Sequence Exploration

Visualizing and exploring post-military veteran career sequences

Exploring veteran’s whole career sequences

After cleaning the BGT data, we created our sequence objects using TraMineR. To begin, we created a sequence object using the whole career of veterans. This yielded 8,068 sequences of varying lengths. When creating the whole career sequence object, we defined eight unique states: Zone 1, Zone 2, Zone 3, Zone 4, Zone 5, Missing zone, Military, Military transition unemployment, Civilian unemployment, and Retired. For the preliminary analysis, all unemployment states (Military transition, Civilian, and Retired) are collapsed into one Unemployment state.

Among the sequences in the whole careers sequence object, there was a large distribution in sequence length. Differing lengths in sequences makes comparative analysis, including computing distance and clustering, difficult. In our case, clustering based on the preliminary sequence yielded “cohort” clusters, or clusters grouped essentially by sequence length. For our purposes, this does not yield a typology of careers so much as a descriptive grouping of veterans.

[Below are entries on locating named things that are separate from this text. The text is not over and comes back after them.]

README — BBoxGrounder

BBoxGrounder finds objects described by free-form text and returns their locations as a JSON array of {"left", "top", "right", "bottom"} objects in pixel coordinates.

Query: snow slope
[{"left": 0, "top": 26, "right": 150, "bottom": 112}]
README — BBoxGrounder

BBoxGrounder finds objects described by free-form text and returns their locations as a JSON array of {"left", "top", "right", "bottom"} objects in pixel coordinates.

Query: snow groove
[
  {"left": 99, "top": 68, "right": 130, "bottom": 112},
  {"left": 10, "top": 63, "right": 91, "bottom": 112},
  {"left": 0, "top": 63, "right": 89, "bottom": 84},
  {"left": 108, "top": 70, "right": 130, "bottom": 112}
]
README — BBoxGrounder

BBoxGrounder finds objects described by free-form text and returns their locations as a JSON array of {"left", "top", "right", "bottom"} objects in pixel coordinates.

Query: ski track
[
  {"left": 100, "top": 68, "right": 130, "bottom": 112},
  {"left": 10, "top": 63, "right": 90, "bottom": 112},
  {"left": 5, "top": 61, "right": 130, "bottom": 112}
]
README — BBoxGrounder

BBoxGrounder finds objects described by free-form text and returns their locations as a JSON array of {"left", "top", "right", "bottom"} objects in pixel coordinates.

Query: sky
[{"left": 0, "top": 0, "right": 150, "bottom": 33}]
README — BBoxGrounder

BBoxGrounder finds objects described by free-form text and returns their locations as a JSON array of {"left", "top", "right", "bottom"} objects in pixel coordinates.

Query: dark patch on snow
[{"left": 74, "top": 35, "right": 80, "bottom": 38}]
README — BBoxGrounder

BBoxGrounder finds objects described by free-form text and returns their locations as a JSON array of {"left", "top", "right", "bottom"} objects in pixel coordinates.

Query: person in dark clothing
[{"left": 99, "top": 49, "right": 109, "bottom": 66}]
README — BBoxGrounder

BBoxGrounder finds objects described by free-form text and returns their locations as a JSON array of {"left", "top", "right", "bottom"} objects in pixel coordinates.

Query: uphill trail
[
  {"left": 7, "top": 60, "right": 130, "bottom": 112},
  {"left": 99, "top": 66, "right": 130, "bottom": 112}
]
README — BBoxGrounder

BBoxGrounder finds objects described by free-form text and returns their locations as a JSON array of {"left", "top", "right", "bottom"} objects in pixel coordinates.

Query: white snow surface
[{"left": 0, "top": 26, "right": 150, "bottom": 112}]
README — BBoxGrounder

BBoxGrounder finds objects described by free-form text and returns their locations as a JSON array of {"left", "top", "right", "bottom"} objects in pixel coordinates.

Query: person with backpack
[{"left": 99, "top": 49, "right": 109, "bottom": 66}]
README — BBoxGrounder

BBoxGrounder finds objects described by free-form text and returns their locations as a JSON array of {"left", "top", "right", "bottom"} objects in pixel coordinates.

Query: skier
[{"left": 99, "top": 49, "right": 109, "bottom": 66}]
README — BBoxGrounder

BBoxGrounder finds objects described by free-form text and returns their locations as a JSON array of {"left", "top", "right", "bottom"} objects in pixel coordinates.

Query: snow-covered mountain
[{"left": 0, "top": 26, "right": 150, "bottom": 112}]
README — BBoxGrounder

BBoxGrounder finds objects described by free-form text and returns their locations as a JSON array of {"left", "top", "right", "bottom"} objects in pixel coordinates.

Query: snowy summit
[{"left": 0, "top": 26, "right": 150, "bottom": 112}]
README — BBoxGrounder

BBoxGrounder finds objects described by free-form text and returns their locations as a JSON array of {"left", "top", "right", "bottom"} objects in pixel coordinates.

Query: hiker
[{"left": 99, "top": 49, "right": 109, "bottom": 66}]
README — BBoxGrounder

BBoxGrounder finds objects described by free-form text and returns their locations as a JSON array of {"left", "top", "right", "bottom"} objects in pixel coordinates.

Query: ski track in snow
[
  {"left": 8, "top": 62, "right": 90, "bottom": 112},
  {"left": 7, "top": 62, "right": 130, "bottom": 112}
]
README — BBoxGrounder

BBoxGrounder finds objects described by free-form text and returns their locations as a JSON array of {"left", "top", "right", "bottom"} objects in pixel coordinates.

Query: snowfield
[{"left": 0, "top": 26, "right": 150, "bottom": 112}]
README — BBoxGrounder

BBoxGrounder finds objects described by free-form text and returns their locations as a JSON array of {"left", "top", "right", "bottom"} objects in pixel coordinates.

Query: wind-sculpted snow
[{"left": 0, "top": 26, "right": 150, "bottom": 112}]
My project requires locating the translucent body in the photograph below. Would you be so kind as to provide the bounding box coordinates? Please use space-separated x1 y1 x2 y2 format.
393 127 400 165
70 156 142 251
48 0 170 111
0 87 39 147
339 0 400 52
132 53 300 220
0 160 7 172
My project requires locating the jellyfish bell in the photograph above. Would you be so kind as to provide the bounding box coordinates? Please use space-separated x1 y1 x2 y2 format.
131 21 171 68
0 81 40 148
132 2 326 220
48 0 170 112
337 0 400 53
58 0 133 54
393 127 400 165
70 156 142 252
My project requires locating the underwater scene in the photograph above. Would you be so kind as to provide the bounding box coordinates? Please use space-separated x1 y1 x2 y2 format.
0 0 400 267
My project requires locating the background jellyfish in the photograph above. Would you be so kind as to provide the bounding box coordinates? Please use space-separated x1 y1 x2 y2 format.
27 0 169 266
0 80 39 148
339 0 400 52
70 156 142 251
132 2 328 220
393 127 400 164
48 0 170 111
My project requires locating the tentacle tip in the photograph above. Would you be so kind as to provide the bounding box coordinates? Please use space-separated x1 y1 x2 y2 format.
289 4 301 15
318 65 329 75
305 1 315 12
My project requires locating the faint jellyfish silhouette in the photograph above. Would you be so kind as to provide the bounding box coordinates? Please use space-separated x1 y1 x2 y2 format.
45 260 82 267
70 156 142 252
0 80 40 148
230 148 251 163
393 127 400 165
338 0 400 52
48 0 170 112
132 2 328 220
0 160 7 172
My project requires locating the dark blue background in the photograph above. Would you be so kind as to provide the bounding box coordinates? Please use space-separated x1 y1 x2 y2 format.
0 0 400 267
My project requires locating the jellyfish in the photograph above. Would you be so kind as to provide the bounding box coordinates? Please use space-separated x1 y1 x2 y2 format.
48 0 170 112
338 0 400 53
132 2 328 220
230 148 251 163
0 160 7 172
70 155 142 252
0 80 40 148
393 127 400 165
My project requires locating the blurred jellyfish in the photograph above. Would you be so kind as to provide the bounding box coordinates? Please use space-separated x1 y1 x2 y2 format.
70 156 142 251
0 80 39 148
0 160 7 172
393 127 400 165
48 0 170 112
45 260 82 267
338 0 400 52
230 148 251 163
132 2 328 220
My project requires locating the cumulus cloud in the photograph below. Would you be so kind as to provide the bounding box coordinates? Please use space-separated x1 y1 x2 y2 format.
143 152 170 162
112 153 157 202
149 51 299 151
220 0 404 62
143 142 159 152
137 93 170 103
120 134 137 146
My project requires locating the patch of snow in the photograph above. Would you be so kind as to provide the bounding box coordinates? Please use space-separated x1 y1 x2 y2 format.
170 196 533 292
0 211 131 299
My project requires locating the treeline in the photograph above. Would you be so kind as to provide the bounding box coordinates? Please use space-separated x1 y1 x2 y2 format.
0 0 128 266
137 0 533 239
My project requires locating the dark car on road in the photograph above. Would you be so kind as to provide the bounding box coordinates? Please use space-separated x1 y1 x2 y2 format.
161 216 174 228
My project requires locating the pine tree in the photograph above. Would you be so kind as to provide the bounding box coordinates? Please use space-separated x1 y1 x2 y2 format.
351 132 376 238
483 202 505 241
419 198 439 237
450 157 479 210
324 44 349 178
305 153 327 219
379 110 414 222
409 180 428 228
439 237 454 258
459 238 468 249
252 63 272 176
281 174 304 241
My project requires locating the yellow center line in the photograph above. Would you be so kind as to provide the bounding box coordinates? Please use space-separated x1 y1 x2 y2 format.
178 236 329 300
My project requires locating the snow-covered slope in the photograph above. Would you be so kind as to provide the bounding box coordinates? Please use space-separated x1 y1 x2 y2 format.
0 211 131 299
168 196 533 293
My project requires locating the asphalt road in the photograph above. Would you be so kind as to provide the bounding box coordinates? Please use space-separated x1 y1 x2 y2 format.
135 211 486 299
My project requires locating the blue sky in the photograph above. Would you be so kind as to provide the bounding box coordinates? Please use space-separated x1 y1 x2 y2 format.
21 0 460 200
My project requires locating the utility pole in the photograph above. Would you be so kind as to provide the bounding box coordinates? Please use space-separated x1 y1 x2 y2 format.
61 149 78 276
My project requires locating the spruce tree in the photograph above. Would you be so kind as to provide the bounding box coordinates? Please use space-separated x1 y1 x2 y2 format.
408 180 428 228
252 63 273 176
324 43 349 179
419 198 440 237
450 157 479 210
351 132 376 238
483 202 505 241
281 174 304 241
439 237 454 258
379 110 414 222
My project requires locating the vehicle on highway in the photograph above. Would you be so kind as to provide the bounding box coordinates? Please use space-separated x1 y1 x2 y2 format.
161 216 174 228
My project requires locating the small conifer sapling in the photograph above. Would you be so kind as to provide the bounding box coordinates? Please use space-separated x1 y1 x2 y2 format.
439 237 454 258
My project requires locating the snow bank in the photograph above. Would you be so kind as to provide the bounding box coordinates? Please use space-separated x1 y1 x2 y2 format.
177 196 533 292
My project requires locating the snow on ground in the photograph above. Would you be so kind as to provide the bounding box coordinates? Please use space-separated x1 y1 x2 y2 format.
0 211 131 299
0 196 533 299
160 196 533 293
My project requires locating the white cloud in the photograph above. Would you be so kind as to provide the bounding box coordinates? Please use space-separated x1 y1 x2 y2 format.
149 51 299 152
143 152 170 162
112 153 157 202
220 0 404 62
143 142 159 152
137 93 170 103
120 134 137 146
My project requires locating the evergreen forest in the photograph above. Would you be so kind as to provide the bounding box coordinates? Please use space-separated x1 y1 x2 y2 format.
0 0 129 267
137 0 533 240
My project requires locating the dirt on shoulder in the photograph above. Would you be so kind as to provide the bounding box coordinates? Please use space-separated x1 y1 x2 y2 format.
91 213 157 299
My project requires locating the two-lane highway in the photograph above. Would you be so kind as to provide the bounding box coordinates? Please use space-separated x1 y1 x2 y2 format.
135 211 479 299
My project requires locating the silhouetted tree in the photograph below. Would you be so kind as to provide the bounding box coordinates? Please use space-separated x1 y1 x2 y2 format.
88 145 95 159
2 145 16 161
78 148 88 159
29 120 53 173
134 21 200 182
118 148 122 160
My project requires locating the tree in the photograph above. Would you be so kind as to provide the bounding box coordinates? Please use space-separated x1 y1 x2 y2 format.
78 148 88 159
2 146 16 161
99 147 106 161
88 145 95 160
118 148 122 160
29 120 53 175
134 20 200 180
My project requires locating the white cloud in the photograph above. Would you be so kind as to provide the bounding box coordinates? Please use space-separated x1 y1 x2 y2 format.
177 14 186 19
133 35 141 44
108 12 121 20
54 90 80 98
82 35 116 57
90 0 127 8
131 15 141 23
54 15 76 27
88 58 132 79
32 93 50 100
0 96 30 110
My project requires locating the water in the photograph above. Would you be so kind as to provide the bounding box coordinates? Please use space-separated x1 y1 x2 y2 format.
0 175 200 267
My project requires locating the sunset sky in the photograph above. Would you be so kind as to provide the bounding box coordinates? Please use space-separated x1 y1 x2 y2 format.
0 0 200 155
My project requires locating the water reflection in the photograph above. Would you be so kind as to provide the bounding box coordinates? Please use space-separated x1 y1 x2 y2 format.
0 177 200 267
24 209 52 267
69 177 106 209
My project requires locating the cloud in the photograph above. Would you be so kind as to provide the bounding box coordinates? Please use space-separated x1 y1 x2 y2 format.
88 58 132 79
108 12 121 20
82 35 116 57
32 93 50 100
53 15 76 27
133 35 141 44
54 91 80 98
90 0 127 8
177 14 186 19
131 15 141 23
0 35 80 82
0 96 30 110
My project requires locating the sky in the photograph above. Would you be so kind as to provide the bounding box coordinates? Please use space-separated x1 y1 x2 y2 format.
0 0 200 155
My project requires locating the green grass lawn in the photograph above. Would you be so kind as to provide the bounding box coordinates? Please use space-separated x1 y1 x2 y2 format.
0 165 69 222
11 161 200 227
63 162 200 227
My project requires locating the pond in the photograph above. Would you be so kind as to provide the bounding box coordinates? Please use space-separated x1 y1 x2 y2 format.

Figure 1. Distribution of career sequence lengths for veterans.

Next, we visualized the whole career sequences by looking at the mean time spent in each state. For help interpreting sequence graphs, please visit the interpreting sequence graphs section in our Methods.

Figure 2. Mean time spent in each state by veterans over their whole careers. Note: for veterans whole careers the three unemployment states are aggregated.

As shown in Figure 2, veterans on average spend the highest amount of time in Zone 4, for about six years. Military careers are the second highest, averaging out to about four years. Interestingly, veterans spend almost the same amount of time unemployed as Zone 4, for about two years. Time spent in Zone 1 is considerably lower than all other states at an average of almost zero.

Overall, the results of the sequence length and mean time analysis track with our knowledge of BGT resume data. These results show that the data overrepresent young (short sequences), white collar (higher zone) veterans. Looking at the state distribution plot gives us our first insights into the career paths of veterans over time.

Figure 3. Distribution of sequence states over the years of veteran’s careers. Note: for veterans whole careers the three unemployment states are aggregated.

Figure 3 shows that there is some degree of career mobility for veterans overall over time. About 45% of the sample begins their career in a military state, with that number dropping steadily over time. Unemployment peaks for veterans around five years and around sixty years, when the sample is much smaller. Looking at the Zone states, Zone 2 and 3 show a similar pattern of peaking at in early career stages and steadily declining. Both Zones 3 and 4 see the opposite effect by steadily widening to greater frequency over time. These preliminary findings suggest veterans do experience some degree of career mobility over time, moving out of unemployment and moving to higher zones.

Exploring first ten years after veteran’s military exit sequences

To begin answering our research questions about veterans careers, we needed to subset our sample to analyze careers only after veterans exit the military. Additionally, after preliminary analysis and clustering, we decided to subset again to only the first ten years of a veteran’s post military career to combat problems associated with differing sequence lengths. Setting these new parameters yielded a sequence object with 5,185 sequences.

Figure 4. Mean time spent in each state by veterans for the first ten years after their last military job.

As shown in Figure 4, similar to the whole career sequence, Zone 4 is on average where veterans spend the most amount of time, almost three years. For the other Zones, their proportion to Zone 4 stays relatively similar to the inital exploration. The biggest difference in the new subset is the proportion of unemployment states to Zones. Military transition unemployment is equal to or higher than all Zones except for Zone 4 at a little over a year. Moreover, retirement is the second highest state on average, for about two years. This suggests that veterans frequently experience a state of unemployment after exiting the military.

Figure 5. Distribution of sequence states over the first ten years after veteran’s last military job.

The state distribution analysis, as shown in Figure 5, further describes the picture of employment outcomes for veterans. Interestingly, up to two years after exiting the military, the most frequent state for veterans is miliatry transition unemployment. While this military transition unemployment declines over time, there is not great preliminary evidence for great career mobility in the first ten years of employment. Zones 4 and 5 do not widen over time, instead they stay relatively stagnant. The number of veterans in retirement increases steadily over the ten year period.

Conclusions and Implications

The intital exploration of sequences helped us to define and prioritize our research questions and project scope. By subsetting to the first ten years of a veteran’s post military career, we were able to make more meaningful comparisons between sequences, which is necessary for cluster analysis. Preliminary findings suggest that veterans do not experience great career mobility in the first ten years of their career. In subsequent findings sections, we will build on this analysis using clustering and tournament models. With clustering, we will explore creating a typology of careers and the explanatory factors associated with cluster assignment. Through tournament modeling, we will explore the idea of career mobility using the theory of path dependence.